Noah Gift
Founder of Pragmatic AI Labs, devises and teaches data science curricula at prestigious American universities, and has authored eight books on data science and related topics.
Top 3 podcasts with Noah Gift
Ranked by the Snipd community

7 snips
Nov 30, 2023 • 1h 11min
MLOps & LLMOps with Noah Gift #38
In this discussion, Noah Gift, MLOps leader and executive in residence at Duke University, shares insights from his 30 years of experience, including building data pipelines in the film industry. He emphasizes the crucial role of MLOps and the software engineering skills essential for data scientists. Noah contrasts Python and Rust, advocating for flexibility in choosing tools. He delves into the differences between MLOps and LLMOps, discussing security concerns and the future of deployment strategies, making a compelling case for adapting to the tech landscape.

May 4, 2021 • 1h 17min
467: High-Impact Data Science Made Easy
Noah Gift, founder of Pragmatic AI Labs and author of eight books on data science, shares insights on the transformative power of data science. He discusses educational options beyond traditional universities, emphasizing hands-on experience. Noah highlights urgent technology applications and the democratization of machine learning through tools like AutoML. He also explores diversifying income streams and the importance of leveraging free time for impactful problem-solving. His Coursera course aims to make advanced concepts accessible to all.

Sep 20, 2021 • 50min
#71 Scaling Machine Learning Adoption: A Pragmatic Approach
In this engaging conversation with Noah Gift, founder of Pragmatic AI Labs and an expert in cloud computing, he shares insights on operationalizing machine learning within organizations.

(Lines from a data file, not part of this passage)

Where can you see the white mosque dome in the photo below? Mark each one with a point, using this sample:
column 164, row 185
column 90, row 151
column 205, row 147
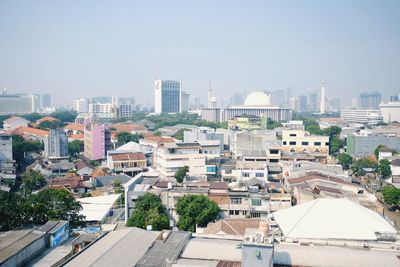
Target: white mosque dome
column 257, row 99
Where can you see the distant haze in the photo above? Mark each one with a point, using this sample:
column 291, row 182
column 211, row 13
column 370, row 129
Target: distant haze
column 74, row 49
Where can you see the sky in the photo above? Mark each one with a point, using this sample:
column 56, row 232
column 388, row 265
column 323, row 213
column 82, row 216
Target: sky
column 74, row 49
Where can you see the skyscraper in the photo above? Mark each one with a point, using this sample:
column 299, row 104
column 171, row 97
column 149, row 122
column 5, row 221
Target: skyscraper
column 322, row 99
column 46, row 101
column 302, row 103
column 370, row 100
column 313, row 102
column 167, row 96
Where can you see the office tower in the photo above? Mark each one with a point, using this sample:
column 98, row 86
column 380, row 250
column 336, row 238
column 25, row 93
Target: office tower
column 18, row 103
column 97, row 140
column 322, row 99
column 294, row 104
column 278, row 97
column 370, row 100
column 56, row 144
column 302, row 103
column 184, row 102
column 313, row 102
column 81, row 105
column 334, row 105
column 104, row 99
column 289, row 94
column 167, row 96
column 46, row 101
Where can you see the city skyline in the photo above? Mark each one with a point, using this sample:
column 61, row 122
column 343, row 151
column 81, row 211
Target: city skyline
column 122, row 48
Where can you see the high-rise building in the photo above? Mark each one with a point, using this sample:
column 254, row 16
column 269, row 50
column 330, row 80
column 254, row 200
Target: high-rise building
column 322, row 99
column 81, row 105
column 185, row 101
column 46, row 101
column 167, row 96
column 370, row 100
column 302, row 103
column 313, row 102
column 294, row 104
column 278, row 97
column 97, row 141
column 18, row 103
column 56, row 144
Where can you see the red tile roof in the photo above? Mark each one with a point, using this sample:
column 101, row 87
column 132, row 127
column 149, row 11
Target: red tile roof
column 128, row 156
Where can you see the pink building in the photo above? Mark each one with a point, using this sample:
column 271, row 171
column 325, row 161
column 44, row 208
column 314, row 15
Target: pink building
column 97, row 141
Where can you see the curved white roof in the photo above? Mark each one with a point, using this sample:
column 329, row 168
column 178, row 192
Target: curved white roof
column 130, row 146
column 257, row 99
column 330, row 218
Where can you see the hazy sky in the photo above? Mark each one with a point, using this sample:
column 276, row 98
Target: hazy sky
column 81, row 48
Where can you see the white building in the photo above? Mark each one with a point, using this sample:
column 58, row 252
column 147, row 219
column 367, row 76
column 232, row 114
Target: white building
column 172, row 156
column 362, row 116
column 81, row 105
column 390, row 111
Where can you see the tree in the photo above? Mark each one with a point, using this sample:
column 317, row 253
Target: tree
column 345, row 160
column 181, row 173
column 195, row 210
column 52, row 204
column 75, row 147
column 378, row 149
column 125, row 137
column 149, row 210
column 32, row 180
column 384, row 168
column 391, row 195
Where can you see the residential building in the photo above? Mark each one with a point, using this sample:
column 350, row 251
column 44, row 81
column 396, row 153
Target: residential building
column 364, row 143
column 18, row 103
column 81, row 105
column 126, row 162
column 370, row 100
column 167, row 96
column 362, row 116
column 303, row 142
column 390, row 111
column 172, row 156
column 97, row 141
column 56, row 144
column 15, row 122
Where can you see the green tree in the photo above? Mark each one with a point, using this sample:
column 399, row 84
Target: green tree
column 32, row 180
column 378, row 149
column 181, row 173
column 195, row 210
column 125, row 137
column 345, row 160
column 384, row 168
column 149, row 210
column 391, row 195
column 52, row 204
column 75, row 147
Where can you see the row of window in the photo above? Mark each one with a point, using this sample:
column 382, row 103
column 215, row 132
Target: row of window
column 304, row 143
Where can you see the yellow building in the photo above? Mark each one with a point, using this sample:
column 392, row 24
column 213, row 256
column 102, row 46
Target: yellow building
column 300, row 141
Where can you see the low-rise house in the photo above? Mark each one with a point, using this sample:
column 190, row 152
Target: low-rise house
column 14, row 123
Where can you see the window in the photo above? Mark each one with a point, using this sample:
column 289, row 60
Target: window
column 256, row 202
column 236, row 200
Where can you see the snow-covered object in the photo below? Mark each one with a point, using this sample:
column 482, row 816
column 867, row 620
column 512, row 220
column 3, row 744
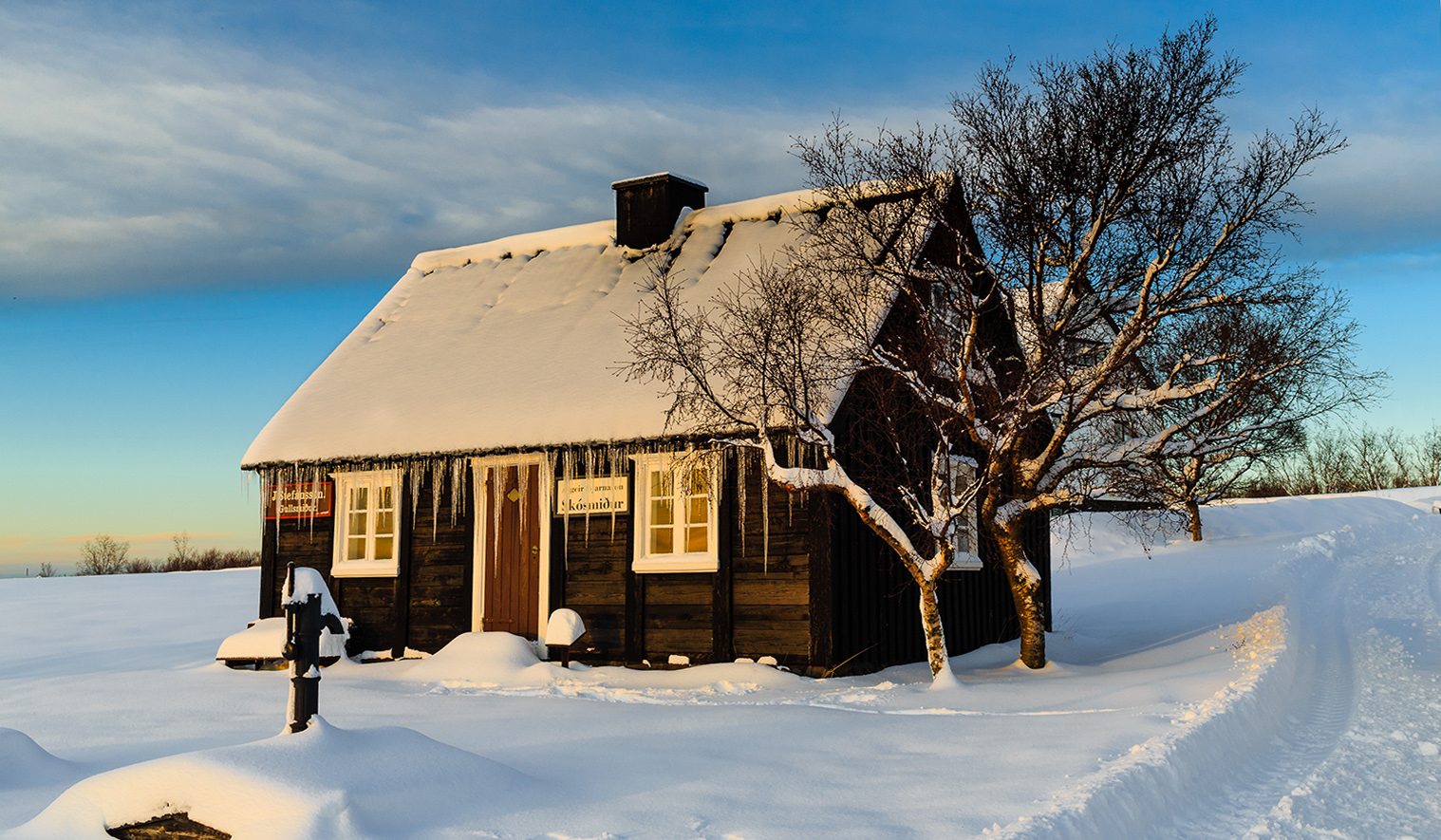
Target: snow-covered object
column 522, row 322
column 25, row 764
column 490, row 659
column 565, row 627
column 266, row 639
column 1179, row 702
column 319, row 783
column 309, row 583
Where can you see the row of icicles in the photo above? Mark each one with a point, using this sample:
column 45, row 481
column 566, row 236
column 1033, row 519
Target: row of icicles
column 598, row 460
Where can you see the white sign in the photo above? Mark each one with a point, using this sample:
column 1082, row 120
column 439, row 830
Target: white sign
column 600, row 495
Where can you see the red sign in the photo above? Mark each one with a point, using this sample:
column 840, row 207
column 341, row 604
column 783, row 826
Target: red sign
column 306, row 500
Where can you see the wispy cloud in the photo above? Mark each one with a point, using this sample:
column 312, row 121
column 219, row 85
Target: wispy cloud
column 143, row 163
column 146, row 160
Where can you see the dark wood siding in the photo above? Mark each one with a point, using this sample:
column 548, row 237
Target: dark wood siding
column 594, row 564
column 771, row 586
column 676, row 617
column 440, row 561
column 876, row 604
column 305, row 542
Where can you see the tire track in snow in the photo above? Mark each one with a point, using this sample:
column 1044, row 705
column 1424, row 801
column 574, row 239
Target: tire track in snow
column 1319, row 708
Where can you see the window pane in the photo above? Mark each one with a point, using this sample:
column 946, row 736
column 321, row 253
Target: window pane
column 661, row 484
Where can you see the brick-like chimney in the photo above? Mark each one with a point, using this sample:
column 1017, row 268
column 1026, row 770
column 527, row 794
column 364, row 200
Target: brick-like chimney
column 647, row 208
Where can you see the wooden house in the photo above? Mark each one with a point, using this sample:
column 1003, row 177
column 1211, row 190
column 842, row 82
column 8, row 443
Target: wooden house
column 469, row 458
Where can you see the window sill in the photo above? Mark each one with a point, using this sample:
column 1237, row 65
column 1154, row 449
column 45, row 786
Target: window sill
column 675, row 564
column 365, row 569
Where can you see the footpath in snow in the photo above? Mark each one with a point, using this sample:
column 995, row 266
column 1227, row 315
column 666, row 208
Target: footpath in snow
column 1277, row 681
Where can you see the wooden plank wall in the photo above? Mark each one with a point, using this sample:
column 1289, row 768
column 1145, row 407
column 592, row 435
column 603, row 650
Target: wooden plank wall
column 594, row 567
column 306, row 542
column 771, row 592
column 876, row 612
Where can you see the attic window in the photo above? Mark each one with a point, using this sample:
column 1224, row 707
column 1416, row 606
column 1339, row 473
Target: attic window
column 367, row 531
column 964, row 533
column 676, row 513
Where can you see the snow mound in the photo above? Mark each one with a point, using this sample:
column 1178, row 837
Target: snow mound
column 314, row 784
column 565, row 627
column 1299, row 514
column 484, row 659
column 25, row 764
column 266, row 639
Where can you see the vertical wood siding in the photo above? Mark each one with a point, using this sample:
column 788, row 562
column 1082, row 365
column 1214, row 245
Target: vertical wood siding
column 440, row 556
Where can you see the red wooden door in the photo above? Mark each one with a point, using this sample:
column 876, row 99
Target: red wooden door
column 512, row 584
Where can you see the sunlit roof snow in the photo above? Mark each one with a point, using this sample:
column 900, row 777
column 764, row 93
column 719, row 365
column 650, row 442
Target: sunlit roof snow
column 512, row 344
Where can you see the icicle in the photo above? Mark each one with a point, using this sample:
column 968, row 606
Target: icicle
column 590, row 480
column 457, row 486
column 567, row 476
column 612, row 458
column 741, row 458
column 434, row 469
column 497, row 495
column 523, row 503
column 765, row 526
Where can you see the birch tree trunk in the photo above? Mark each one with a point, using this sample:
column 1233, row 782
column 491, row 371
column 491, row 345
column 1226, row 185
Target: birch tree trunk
column 931, row 625
column 1193, row 519
column 1025, row 589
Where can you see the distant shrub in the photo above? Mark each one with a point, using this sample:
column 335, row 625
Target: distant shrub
column 1354, row 460
column 103, row 556
column 107, row 556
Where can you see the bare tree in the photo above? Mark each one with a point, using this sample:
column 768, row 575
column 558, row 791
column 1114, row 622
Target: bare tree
column 182, row 556
column 1028, row 263
column 103, row 556
column 1294, row 364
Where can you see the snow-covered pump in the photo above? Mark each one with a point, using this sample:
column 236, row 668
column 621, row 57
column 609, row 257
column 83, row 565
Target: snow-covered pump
column 309, row 609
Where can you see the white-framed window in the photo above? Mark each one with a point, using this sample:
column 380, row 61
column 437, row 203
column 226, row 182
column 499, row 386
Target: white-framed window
column 367, row 525
column 964, row 533
column 676, row 502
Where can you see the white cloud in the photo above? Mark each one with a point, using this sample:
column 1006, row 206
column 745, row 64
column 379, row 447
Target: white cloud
column 143, row 163
column 146, row 160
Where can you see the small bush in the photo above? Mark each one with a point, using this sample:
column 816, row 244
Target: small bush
column 103, row 556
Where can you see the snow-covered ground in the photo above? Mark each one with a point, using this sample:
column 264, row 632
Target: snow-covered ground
column 1277, row 681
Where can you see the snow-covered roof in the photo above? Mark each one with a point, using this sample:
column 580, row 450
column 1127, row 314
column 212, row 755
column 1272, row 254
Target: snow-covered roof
column 514, row 344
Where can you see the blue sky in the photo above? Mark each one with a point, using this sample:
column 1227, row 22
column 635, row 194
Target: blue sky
column 202, row 199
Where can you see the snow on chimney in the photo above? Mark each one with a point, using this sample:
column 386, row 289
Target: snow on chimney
column 647, row 208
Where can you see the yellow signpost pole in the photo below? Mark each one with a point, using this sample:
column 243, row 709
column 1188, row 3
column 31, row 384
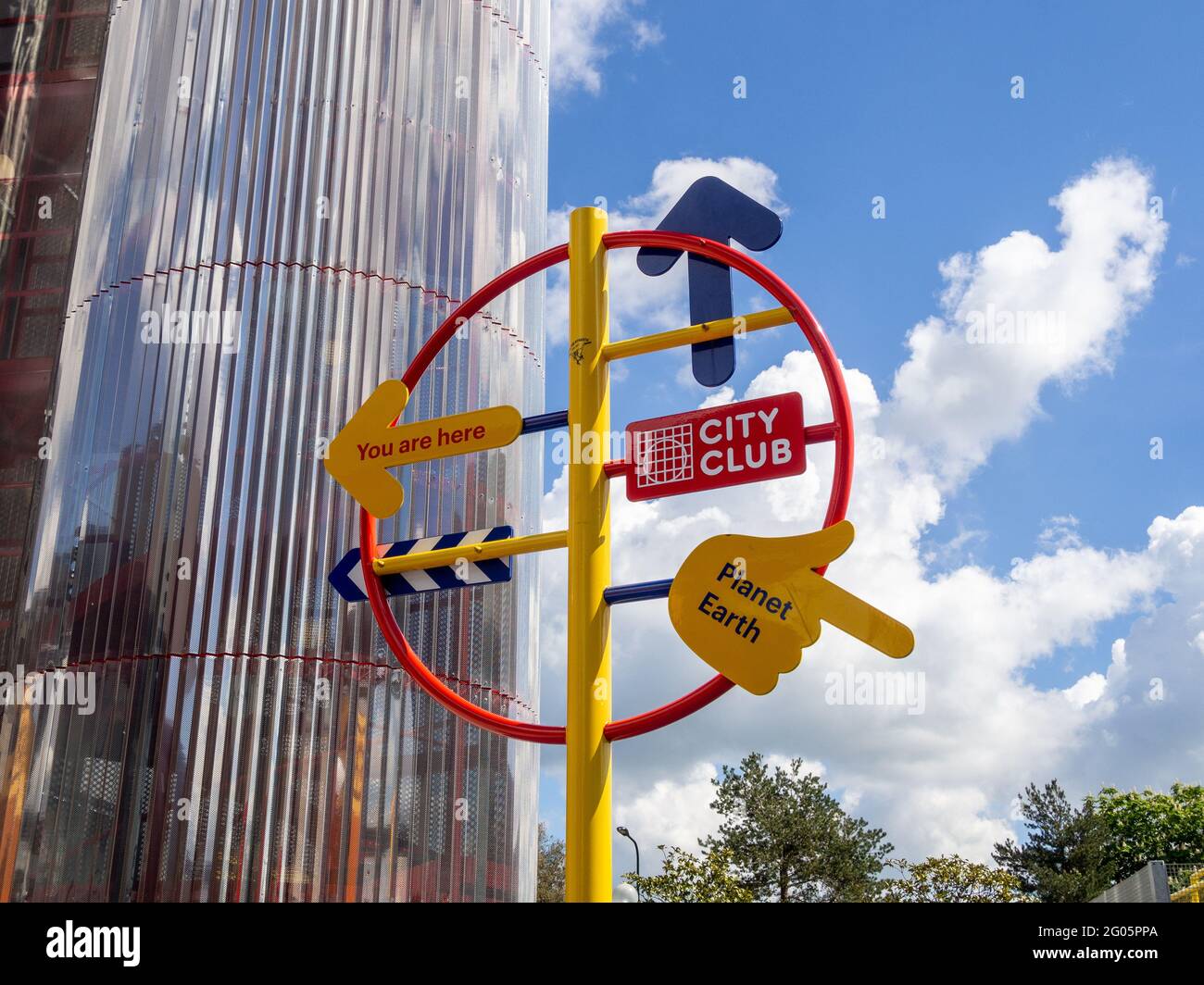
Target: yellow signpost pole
column 588, row 753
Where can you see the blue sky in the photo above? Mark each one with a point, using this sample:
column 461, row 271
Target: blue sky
column 847, row 101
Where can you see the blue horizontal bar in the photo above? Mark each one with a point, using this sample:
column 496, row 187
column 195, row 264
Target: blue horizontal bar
column 545, row 421
column 639, row 592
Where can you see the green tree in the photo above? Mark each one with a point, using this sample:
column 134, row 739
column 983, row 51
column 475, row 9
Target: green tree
column 951, row 879
column 1064, row 855
column 789, row 840
column 1151, row 825
column 549, row 884
column 691, row 879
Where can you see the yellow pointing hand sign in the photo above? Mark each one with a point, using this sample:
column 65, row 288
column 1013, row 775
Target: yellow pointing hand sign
column 362, row 453
column 749, row 605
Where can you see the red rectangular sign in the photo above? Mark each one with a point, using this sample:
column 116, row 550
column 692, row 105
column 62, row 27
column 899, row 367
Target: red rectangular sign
column 750, row 441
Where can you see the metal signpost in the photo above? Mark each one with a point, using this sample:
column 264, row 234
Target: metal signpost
column 746, row 605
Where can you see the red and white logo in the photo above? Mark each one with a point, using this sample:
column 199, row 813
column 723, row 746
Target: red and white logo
column 750, row 441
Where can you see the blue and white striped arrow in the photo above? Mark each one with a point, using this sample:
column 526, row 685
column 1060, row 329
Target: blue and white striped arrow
column 348, row 576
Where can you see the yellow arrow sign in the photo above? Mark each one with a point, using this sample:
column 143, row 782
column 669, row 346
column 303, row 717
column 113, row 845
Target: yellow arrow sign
column 749, row 605
column 362, row 453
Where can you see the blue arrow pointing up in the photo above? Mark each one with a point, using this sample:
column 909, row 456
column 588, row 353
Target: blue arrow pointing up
column 713, row 208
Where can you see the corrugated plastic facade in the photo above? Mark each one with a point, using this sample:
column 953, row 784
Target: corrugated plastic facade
column 321, row 180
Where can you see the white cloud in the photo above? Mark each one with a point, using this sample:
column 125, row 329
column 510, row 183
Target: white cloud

He discusses the shift from theoretical to practical applications, emphasizing hands-on experience and effective communication. Noah compares data science to Brazilian jiu-jitsu, promoting a results-oriented approach. He also dives into the importance of choosing the right cloud tools and balancing specialization with generalization for future success in the evolving landscape of data science.